Response from my little secret (Author of Diary)
Well, at least someone besides myself sees the appeal of Harry! LOL.Thanks for the review and the help.Peace! ~ j
I absolutely love this first chapter. Beautifully written.
Response from my little secret (Author of Diary)
Thank you so much! I hope you enjoyed the rest of the story, as well.Peace! ~ j
Oh that was pure evil! Well done though!
Response from my little secret (Author of Diary)
Thanks. Hope it wasn't too transparent a bid for a "Best Cliffhanger" award! LOLPeace! ~ j
Very nice! I can't wait to find out what was written in that diary.
This line caught my attention, really lovely:
"I had not cared for Potter or Weasley when they were alive… to pretend that I felt remorse at their loss now would only insult her memories of them."
Oh... now, doesn't that feeling pervade so many relationships between people today?
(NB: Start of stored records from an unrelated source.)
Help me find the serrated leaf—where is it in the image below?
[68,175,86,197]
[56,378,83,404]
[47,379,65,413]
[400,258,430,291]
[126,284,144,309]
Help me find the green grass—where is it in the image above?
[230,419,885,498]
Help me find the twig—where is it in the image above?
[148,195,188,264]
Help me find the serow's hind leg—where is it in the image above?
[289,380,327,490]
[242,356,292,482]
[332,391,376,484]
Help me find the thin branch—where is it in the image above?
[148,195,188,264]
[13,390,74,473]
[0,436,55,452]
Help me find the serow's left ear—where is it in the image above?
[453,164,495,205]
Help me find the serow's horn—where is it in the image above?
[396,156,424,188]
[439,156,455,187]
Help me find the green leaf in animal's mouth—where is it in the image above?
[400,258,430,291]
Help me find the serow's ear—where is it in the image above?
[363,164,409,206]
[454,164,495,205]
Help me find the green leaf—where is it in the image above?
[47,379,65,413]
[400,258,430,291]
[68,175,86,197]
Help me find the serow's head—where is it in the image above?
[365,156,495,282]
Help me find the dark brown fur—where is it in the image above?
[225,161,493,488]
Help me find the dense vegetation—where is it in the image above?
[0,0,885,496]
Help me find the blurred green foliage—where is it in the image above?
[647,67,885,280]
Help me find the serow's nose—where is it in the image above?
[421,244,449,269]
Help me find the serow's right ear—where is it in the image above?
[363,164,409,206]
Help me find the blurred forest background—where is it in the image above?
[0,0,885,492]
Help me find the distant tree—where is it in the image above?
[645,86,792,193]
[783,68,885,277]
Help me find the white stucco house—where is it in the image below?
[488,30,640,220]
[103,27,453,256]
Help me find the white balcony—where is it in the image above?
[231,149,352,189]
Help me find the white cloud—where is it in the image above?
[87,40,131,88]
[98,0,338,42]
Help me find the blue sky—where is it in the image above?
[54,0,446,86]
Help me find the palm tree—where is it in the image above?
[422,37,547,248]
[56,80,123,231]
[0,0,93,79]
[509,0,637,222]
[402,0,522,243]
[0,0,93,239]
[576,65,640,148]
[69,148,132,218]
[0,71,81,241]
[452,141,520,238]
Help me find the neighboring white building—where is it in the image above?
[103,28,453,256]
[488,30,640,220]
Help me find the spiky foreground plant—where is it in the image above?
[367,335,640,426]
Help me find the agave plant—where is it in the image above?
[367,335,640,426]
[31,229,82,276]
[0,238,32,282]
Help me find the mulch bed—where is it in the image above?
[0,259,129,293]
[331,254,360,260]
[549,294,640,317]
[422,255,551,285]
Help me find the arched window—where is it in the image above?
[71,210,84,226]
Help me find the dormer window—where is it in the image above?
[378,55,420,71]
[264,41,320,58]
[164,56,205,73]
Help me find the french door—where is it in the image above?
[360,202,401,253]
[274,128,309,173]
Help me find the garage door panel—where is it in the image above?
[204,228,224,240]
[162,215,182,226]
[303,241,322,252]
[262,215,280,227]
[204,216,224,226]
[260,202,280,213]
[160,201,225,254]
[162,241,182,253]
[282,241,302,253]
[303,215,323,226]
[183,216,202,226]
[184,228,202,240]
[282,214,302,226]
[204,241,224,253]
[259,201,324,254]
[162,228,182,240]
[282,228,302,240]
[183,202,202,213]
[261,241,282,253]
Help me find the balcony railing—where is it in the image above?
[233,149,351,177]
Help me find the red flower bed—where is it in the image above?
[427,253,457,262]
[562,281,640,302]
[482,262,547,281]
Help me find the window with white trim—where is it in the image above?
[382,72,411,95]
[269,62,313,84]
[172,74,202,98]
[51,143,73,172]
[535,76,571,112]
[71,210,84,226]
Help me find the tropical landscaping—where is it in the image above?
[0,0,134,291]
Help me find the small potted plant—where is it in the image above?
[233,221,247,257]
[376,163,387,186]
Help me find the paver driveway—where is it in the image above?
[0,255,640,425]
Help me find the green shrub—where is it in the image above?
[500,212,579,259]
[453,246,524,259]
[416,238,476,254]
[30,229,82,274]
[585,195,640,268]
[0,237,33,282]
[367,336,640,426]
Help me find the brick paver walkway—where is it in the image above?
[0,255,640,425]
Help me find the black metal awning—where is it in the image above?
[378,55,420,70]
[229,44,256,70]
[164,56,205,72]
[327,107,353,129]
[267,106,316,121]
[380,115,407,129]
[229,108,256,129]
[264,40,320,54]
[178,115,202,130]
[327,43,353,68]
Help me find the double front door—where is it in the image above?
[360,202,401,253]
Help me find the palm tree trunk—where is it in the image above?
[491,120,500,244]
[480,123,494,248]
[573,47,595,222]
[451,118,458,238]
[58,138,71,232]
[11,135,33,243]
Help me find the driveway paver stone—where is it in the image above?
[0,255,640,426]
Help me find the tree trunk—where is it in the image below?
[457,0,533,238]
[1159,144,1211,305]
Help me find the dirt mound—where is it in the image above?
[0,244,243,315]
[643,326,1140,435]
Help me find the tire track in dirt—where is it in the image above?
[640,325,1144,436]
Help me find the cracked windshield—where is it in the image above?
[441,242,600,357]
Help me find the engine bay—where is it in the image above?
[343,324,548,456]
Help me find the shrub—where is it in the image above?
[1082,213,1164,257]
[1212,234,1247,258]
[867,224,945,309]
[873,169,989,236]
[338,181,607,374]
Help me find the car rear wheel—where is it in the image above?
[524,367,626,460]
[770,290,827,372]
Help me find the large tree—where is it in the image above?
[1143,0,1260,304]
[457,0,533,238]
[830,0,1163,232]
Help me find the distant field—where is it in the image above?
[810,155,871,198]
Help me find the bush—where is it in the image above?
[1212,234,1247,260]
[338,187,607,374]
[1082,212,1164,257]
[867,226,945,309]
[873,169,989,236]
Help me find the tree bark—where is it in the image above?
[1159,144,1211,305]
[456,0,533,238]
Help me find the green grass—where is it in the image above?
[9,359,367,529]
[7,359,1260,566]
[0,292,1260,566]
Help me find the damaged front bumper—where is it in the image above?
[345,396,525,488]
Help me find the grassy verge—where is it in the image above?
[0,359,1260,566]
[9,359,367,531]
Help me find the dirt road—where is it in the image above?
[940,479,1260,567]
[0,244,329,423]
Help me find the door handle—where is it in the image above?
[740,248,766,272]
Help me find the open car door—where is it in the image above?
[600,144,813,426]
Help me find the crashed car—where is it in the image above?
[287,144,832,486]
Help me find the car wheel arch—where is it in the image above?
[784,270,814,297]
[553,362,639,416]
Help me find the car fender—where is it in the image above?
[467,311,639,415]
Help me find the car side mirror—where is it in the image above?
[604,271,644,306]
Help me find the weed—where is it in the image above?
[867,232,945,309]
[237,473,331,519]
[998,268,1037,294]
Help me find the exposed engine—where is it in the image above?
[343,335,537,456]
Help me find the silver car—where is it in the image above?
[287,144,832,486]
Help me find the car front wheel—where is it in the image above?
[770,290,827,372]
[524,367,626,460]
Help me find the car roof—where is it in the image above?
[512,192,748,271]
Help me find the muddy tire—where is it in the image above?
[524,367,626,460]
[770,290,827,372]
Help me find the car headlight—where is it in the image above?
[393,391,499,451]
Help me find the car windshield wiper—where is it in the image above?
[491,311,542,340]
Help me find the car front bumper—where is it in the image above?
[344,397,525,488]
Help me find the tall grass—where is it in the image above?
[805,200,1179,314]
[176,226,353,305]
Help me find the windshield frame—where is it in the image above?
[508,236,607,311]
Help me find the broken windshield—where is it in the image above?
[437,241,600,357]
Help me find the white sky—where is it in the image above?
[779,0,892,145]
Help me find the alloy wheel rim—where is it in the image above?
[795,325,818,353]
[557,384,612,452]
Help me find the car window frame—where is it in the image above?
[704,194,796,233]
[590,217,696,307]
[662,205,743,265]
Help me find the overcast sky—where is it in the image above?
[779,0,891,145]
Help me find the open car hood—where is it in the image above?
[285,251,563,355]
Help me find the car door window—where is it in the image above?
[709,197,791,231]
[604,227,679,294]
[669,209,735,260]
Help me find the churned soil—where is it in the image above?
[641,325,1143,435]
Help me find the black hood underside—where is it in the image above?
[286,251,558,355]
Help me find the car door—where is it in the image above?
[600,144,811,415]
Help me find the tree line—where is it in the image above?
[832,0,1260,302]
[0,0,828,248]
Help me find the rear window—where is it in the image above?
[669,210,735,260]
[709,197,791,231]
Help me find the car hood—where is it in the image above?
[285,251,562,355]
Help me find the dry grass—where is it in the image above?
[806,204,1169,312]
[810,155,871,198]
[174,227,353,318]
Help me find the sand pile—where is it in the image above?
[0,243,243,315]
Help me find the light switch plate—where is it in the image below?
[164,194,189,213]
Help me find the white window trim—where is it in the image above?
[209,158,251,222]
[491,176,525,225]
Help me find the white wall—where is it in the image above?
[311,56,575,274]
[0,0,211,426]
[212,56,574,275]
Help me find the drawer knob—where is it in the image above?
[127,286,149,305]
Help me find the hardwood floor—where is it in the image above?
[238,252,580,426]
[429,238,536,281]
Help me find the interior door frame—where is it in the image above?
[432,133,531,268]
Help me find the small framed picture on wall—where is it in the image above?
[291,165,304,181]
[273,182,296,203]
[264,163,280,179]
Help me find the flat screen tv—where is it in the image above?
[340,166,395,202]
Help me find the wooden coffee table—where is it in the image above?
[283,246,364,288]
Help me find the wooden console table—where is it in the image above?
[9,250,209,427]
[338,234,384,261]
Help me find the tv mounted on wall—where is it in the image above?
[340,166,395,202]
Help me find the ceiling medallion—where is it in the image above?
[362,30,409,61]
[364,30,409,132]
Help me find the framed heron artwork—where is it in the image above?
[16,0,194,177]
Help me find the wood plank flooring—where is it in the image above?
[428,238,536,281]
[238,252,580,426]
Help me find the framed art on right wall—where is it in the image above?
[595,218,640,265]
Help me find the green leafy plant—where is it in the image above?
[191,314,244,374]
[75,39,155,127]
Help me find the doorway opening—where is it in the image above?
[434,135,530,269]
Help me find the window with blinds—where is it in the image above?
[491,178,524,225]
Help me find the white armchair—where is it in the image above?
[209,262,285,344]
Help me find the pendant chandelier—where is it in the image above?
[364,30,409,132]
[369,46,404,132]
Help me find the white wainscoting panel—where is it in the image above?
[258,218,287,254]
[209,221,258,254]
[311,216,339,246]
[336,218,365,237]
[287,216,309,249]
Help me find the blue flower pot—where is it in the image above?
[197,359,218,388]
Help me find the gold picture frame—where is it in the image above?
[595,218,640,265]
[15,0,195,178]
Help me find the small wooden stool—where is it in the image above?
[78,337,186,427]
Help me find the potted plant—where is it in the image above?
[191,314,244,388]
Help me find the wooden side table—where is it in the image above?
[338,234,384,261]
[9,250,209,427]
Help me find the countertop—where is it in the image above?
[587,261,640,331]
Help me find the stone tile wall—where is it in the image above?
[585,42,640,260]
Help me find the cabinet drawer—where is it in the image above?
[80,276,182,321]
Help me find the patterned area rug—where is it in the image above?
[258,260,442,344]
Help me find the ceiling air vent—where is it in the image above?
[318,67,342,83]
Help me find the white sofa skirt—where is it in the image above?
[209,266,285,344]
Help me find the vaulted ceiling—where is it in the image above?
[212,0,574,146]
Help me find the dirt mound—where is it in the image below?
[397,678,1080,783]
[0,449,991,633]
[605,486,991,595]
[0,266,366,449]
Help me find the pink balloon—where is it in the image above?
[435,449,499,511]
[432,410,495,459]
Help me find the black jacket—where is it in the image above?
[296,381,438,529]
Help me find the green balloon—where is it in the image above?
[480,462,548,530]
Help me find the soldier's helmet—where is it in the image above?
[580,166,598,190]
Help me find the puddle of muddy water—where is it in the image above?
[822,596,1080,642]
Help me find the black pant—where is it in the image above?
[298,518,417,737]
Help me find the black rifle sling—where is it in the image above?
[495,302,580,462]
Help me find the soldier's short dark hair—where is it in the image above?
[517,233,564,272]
Great job!
~Julia~
Response from my little secret (Author of Diary)
Thank you so much for your wonderful review!Yes, I can see Snape feeling badly for Hermione because she's hurting, but I can't see him sharing in her grief. Unless it suited him, of course! Peace! ~ j
While being in danger of giving away my age, I do remember the song and a few others Bread recorded. (Sigh, now where did I put that new box of Kleenex).
Response from my little secret (Author of Diary)
Don't worry, your secret is safe with me! Thanks for the review!Peace ~ j
Ouch. I like it: the tone, his way of thinking, the imagery, yet I think I know how it's gonna end up. :( Good writing, though.
Response from my little secret (Author of Diary)
Yeah, it never did bode well for him, did it? Thanks for the review, SW. (And, as always, the help!)Peace! ~ j
I really like this so far... but i have this horrible sinking feeling that it's going to make me weep.
Response from my little secret (Author of Diary)
Well, the story is finished now... I hope it doesn't make you cry too much!Thanks for your review... peace! ~ j
Oh you have me full out sobbing. No fan fiction has ever managed to do that. Such a sad story, but it was absolutely perfect and wonderful. Thank you for the read.
I cried. Thank you so much for that poignant tale. I didn't see that middle turn of the story coming, though the lack of spark in Hermione's eyes should have made it clear. Poor Severus for thinking that she had written about him, only to find that it was Harry she adored.
That story touched my heart and left a hole.